(i would have cleaned up the little brunches in the right corner ...)
Nice to see you posting images Jerome.
I like the first one and it's growing on me with repeated viewings.
Waiting to see if the same happens with the second.
I'm wondering how many in the series and if you've shot them all already.
Jerome Marot;171092 If you knew the answer now said:No, not at all, I guess I was looking for an insight into how you shoot.
No, not at all, I guess I was looking for an insight into how you shoot.
In that case, the answer to your first question is 36, which should also answer the second question.
Oh, if its not to be a series of a prime number in length that changes everything.
That is one way to do it. I felt that without a little bit of distraction, the image would be too simple.
Forget the series. I'd hang this on my wall - if I were single. Being married ensures I have different tastes. I am bound by decree to ask Christine if I like it.
This is a remarkable composition in that we have a simple man-made geometric form with natural curves of the rocky landscape against the sky. Many folk would have gone to the bottom right- hand corner and "repaired" away the sharp "distracting" small linear marks.
However, you Jerome, chose to leave them or just didn't notice them as a distraction. My feeling is that lesser photographers, could "clean up" such a scene and remove the "unnecessary tension" marring such a stark opposing contrast between the beauty of nature and the mechanics at the hand of man. It does pull your picture ahead of all the versions that others would have presented, simply by the reservations you have in "cleaning up"!

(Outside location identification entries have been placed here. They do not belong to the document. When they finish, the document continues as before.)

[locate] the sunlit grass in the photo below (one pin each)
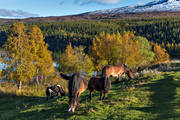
(150, 97)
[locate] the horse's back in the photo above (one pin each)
(96, 83)
(115, 70)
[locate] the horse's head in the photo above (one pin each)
(73, 102)
(61, 91)
(130, 74)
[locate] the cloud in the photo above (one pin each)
(16, 13)
(106, 2)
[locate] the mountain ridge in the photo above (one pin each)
(155, 9)
(154, 6)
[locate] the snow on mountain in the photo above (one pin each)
(157, 5)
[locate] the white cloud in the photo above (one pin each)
(16, 13)
(98, 1)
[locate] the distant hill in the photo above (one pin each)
(87, 16)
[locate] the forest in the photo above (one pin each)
(164, 31)
(35, 55)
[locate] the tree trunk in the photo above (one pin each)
(37, 76)
(20, 85)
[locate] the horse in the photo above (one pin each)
(77, 85)
(97, 83)
(53, 91)
(116, 71)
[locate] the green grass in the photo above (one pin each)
(151, 97)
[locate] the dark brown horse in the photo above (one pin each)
(77, 85)
(97, 83)
(116, 71)
(53, 91)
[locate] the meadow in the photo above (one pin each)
(153, 96)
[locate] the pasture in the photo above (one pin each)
(153, 96)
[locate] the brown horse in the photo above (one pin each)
(97, 83)
(53, 91)
(116, 71)
(77, 85)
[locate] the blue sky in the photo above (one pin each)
(42, 8)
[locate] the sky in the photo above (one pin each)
(43, 8)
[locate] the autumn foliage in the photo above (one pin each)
(26, 56)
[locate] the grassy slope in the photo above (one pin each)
(156, 97)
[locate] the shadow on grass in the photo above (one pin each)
(164, 91)
(14, 107)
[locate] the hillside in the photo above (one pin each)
(87, 16)
(150, 97)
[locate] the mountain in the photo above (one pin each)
(158, 8)
(155, 6)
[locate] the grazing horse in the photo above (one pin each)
(77, 85)
(97, 83)
(53, 91)
(116, 71)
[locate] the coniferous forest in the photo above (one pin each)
(164, 31)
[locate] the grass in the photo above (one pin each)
(150, 97)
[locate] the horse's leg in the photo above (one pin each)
(90, 95)
(104, 94)
(100, 95)
(78, 99)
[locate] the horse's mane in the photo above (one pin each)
(75, 83)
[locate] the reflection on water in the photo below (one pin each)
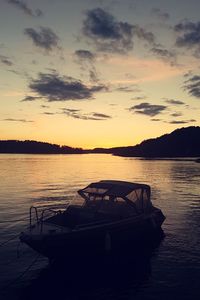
(171, 270)
(111, 277)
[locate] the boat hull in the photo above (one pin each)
(95, 239)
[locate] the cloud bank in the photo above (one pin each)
(109, 34)
(44, 38)
(53, 87)
(148, 109)
(21, 5)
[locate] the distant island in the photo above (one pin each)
(183, 142)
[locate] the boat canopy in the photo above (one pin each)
(114, 188)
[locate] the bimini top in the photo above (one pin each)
(113, 188)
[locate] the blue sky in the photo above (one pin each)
(98, 73)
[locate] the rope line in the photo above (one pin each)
(12, 238)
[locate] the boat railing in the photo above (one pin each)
(41, 215)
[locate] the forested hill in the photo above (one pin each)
(33, 147)
(184, 142)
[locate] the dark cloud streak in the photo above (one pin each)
(192, 86)
(44, 38)
(53, 87)
(148, 109)
(111, 35)
(24, 7)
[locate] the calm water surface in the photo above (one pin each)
(172, 270)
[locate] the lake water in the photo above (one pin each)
(172, 271)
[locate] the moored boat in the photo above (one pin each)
(112, 214)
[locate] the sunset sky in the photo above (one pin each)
(98, 73)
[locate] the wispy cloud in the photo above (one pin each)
(54, 87)
(176, 114)
(128, 88)
(189, 36)
(174, 102)
(182, 121)
(21, 5)
(6, 60)
(30, 98)
(17, 120)
(148, 109)
(139, 98)
(86, 60)
(162, 15)
(192, 86)
(165, 55)
(77, 114)
(43, 38)
(109, 34)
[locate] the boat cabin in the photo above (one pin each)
(112, 196)
(104, 201)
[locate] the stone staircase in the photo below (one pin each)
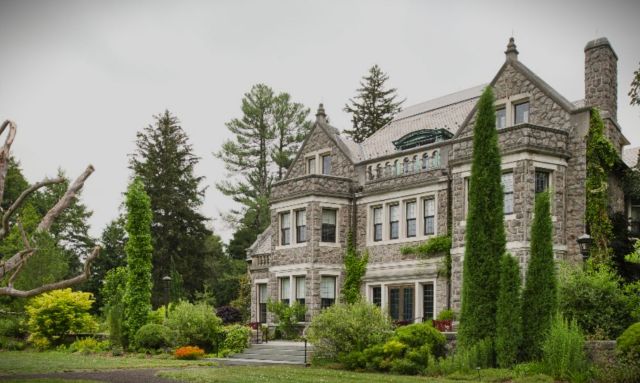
(274, 352)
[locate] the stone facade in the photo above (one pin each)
(404, 196)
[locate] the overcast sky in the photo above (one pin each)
(80, 78)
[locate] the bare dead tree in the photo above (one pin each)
(12, 266)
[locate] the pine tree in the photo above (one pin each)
(137, 296)
(508, 314)
(539, 296)
(373, 107)
(164, 162)
(485, 237)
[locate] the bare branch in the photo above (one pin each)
(10, 291)
(65, 201)
(4, 152)
(4, 230)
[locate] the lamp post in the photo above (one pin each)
(167, 281)
(584, 241)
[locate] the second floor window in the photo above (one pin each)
(411, 219)
(285, 228)
(301, 226)
(328, 225)
(521, 113)
(326, 164)
(377, 224)
(507, 187)
(429, 216)
(394, 221)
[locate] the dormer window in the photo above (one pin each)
(521, 113)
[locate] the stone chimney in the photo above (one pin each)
(601, 77)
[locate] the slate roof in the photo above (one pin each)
(446, 112)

The truth which almost always more complicated than the polished versions we often get to see.
I cannot help welcoming the tranquility found by covering up the offending marks, but I know it's not right, as if it was your vision, you could have easilly done that yourself in two seconds!
Asher
I wonder if Jerome would remove it if he were offered a showing in a gallery on the condition that the grass be removed?
Give me the name and address of the gallery and I'll give you my answer. Because, depending on the gallery, one or the other answer would be way to get the pictures to the wall... or not. Galleries are funny businesses.
(Oh: and no need for the atheists to call for divinities.)
This is trippy! Looks like the Moon Rover was here and lost some debris from its tires.
Do you have a name yet, a set limit and more pics?
Andy Brown already asked that question. The number of pictures is 36. Doug Kerr regrets that 36 is not a prime number. I remarked that 36 is famous for Leonhard Euler's 36 officers problem.
I must have missed that. I just look for the pictures.
Jerome, this seems to lack natures element here. Or am I missing something. You have man made and natural components in just about all the other images in the series!
This one is particularly fitting as the two open frames against the sky causes an overlap of the transcience of man's buildings against the happenstance of the sky.
I notice, in the foreground that nature is already pulling the man made structure back to itself for recycling!
I hope my thoughts are at least somewhat coherent with your overall intents.
But in any case, I am really enjoying your choices for this new series.
I am curious too see the series evolve and am wondering what is around the next corner.
Are they canisters ready to be refilled and recharged? Or maybe refilled but not yet recharged?
Give me the name and address of the gallery and I'll give you my answer. Because, depending on the gallery, one or the other answer would be way to get the pictures to the wall... or not. Galleries are funny businesses.